A new UN-backed Green Climate Fund is committed to directing half of its contributions to adaptation plans, but with only $10 billion banked its immediate impact will be small.
Richard Klein, a climate adaptation specialist at the Stockholm Environment Institute, told RTCC he was confident funds to build resilience would start to accelerate.
That would depend on new finance mechanisms such as green bonds and encouraging the private sector to take more of an interest in adaptation, he said.
“The amount will be growing due to political pressure for voluntary donations, but it won’t be enough to close the gap identified in the UNEP Adaptation Gap report.”
A 2014 UN report on climate finance flows suggested 11-24% was directed towards adaptation.
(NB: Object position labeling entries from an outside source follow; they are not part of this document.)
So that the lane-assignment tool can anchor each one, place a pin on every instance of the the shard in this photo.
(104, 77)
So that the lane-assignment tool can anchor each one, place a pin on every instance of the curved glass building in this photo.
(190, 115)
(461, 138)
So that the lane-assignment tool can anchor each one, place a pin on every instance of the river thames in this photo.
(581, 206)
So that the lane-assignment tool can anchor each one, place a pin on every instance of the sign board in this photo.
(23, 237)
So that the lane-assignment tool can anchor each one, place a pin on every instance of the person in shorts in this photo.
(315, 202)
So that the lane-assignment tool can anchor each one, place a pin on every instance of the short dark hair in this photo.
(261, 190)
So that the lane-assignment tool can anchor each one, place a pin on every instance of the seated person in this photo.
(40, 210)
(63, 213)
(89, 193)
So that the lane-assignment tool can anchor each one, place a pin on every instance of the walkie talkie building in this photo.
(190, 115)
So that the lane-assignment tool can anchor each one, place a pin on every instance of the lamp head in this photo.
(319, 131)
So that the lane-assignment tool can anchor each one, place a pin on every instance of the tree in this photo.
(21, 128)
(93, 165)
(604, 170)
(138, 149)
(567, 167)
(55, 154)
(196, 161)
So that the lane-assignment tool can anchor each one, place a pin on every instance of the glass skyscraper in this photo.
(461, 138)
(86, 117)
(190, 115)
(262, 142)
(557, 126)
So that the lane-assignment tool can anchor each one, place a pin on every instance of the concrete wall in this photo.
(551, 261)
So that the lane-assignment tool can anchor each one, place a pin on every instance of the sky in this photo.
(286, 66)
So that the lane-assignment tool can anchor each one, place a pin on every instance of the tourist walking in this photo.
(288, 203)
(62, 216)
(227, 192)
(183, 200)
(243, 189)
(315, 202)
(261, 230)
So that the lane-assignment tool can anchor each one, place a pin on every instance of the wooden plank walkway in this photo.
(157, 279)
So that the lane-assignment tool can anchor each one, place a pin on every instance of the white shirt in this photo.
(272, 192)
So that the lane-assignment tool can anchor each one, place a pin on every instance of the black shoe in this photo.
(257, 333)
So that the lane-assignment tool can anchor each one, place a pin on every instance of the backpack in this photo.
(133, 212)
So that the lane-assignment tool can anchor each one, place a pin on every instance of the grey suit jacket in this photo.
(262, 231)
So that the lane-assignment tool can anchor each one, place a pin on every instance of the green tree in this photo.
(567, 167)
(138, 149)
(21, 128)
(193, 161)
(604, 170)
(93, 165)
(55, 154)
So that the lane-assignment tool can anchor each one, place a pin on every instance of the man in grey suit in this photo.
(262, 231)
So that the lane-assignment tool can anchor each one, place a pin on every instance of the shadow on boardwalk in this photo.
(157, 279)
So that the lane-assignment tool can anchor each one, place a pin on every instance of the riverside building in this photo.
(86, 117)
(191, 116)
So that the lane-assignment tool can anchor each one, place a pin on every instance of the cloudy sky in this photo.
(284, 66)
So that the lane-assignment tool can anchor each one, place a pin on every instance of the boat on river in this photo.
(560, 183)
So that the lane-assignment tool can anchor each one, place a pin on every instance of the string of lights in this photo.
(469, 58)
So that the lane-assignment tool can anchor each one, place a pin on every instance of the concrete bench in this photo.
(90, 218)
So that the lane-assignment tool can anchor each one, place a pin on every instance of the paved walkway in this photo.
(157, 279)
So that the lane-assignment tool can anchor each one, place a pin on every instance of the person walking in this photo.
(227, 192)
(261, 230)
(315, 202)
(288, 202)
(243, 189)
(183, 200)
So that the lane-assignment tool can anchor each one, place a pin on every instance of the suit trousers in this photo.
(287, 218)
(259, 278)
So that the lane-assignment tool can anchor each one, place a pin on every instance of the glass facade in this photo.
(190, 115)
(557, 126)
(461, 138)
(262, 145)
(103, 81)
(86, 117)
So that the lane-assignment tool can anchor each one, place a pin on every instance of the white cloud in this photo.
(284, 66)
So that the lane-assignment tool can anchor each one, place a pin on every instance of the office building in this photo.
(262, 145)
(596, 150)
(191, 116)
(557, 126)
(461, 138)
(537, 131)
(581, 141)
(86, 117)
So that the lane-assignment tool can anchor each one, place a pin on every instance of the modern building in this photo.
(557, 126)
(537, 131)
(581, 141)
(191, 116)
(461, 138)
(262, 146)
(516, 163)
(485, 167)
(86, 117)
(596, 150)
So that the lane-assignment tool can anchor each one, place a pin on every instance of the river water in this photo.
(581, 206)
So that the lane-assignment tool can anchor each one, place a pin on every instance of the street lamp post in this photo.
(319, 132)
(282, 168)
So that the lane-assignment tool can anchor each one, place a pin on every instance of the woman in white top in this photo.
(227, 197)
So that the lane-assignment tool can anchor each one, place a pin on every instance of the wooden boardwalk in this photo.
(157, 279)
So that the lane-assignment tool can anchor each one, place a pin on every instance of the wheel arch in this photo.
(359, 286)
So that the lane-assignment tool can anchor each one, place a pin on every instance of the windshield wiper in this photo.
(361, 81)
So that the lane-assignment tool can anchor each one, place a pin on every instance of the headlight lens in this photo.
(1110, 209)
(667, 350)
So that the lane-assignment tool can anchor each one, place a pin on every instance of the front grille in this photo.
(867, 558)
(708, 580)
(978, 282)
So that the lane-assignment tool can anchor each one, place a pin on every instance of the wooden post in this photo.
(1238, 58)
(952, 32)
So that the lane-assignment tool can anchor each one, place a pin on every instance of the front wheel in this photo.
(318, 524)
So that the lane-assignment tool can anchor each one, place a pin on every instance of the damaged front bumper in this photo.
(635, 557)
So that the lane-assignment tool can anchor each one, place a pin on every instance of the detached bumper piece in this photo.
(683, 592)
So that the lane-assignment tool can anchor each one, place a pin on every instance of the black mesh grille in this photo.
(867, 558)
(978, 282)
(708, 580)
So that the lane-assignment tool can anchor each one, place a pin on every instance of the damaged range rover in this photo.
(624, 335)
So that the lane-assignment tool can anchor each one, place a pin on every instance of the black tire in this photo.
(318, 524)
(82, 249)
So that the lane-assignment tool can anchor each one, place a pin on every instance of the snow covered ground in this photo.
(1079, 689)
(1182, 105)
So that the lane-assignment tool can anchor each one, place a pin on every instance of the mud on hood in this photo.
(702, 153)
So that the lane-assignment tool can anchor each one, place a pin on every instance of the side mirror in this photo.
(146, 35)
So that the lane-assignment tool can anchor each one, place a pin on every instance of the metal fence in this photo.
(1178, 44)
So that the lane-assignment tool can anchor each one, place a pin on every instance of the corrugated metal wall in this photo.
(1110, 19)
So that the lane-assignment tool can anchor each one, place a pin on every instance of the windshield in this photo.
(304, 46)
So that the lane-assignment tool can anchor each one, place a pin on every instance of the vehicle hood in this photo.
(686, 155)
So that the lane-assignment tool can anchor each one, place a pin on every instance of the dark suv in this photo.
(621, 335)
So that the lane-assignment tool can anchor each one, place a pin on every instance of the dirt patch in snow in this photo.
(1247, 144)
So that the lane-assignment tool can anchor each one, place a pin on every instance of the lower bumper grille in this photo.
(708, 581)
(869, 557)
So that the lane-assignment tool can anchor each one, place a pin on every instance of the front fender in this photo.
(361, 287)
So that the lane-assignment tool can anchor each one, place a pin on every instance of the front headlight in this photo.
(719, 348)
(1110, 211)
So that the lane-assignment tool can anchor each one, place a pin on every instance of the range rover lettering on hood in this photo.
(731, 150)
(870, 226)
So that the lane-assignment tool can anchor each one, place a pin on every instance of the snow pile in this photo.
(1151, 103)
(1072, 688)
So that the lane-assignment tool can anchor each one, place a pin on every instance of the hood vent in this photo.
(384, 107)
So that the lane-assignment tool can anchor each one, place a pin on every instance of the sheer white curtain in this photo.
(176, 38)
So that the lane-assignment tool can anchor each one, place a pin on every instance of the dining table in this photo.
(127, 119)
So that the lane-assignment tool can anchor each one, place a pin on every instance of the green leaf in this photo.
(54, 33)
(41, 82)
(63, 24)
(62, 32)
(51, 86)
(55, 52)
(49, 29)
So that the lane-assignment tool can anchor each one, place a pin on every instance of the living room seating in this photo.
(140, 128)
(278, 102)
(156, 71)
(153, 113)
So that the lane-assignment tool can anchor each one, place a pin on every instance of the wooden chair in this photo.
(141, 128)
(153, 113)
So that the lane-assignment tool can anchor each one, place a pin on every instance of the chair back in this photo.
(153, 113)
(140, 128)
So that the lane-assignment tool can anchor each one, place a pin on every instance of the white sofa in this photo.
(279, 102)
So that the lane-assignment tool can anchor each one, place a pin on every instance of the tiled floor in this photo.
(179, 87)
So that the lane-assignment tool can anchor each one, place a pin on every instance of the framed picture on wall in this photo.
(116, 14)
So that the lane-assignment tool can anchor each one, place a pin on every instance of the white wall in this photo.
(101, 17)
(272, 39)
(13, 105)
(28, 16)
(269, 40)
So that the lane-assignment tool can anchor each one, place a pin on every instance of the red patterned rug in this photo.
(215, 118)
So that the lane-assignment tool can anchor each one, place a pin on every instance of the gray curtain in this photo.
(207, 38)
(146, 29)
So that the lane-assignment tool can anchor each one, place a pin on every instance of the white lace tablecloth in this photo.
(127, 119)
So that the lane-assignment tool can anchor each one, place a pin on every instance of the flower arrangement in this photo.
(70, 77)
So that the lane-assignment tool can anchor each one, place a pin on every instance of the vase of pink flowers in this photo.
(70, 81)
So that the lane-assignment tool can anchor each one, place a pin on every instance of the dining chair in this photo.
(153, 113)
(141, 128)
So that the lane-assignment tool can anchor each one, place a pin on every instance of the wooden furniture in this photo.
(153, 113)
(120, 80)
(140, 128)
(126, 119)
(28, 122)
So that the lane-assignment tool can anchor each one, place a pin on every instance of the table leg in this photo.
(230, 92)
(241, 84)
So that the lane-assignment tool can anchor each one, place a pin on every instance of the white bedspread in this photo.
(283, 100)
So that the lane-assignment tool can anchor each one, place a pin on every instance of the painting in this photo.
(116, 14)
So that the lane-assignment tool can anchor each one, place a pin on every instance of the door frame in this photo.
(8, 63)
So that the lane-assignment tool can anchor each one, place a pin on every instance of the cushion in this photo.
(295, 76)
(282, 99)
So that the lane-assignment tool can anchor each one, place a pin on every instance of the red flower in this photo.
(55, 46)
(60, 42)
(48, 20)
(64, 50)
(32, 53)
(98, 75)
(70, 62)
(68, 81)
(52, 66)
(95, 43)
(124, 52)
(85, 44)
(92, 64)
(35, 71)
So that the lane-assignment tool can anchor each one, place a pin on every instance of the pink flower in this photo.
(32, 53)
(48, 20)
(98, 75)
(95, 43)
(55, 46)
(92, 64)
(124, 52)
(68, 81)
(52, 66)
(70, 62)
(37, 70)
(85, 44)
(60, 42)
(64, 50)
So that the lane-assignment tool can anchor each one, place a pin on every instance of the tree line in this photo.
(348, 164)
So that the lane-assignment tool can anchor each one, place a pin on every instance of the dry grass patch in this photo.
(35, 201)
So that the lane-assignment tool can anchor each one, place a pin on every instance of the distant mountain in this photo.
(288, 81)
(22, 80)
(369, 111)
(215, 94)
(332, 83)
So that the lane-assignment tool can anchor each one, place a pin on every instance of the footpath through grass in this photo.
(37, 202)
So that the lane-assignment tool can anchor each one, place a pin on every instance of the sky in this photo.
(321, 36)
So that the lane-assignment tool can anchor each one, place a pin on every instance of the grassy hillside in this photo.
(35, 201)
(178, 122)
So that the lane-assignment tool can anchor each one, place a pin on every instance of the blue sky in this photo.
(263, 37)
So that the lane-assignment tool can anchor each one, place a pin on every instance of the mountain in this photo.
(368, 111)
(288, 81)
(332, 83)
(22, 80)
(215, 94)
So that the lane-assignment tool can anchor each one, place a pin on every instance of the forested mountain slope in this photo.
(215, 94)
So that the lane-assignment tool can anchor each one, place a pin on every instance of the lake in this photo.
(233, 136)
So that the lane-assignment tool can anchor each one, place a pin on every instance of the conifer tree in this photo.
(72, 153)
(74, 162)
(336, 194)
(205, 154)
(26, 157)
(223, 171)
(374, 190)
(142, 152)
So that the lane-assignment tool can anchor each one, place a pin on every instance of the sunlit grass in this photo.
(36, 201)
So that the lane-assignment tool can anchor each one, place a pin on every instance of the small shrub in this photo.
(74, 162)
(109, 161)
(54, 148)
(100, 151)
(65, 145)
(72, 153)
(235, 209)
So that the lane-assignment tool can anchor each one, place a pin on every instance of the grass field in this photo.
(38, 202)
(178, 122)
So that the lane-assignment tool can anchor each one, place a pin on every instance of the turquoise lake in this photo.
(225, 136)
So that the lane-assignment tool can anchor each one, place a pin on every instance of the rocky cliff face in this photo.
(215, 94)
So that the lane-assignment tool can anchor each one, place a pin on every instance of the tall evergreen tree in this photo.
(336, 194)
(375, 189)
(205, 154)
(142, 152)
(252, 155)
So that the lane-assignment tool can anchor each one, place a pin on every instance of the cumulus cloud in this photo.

The Least Developed Countries Fund, Special Climate Change Fund and Adaptation Fund approved an average US $190 million per year between 2010 and 2012.
Raising levels of climate finance is one of the four “pillars” of a proposed UN climate agreement, set to be signed off in Paris later this year.
In 2010, industrialised countries vowed to deliver $100 billion a year by 2020 to help poorer states develop clean energy systems and cope with weather extremes.
Delivery on this has been slow and the sum is dwarfed by clean energy investment projections from 2015-2030 that the New Climate Economy report estimated to be in the region of $45 trillion.
Multilateral banks were planning to “stretch our balance sheets and crowd in more capital” as a result of a G7 request to focus on the low carbon economy, said Kyte.
Still, more funds will be required from public and private sources, with a UN-backed development finance meeting in Addis Abba next month expected to offer guidance on how this can be achieved.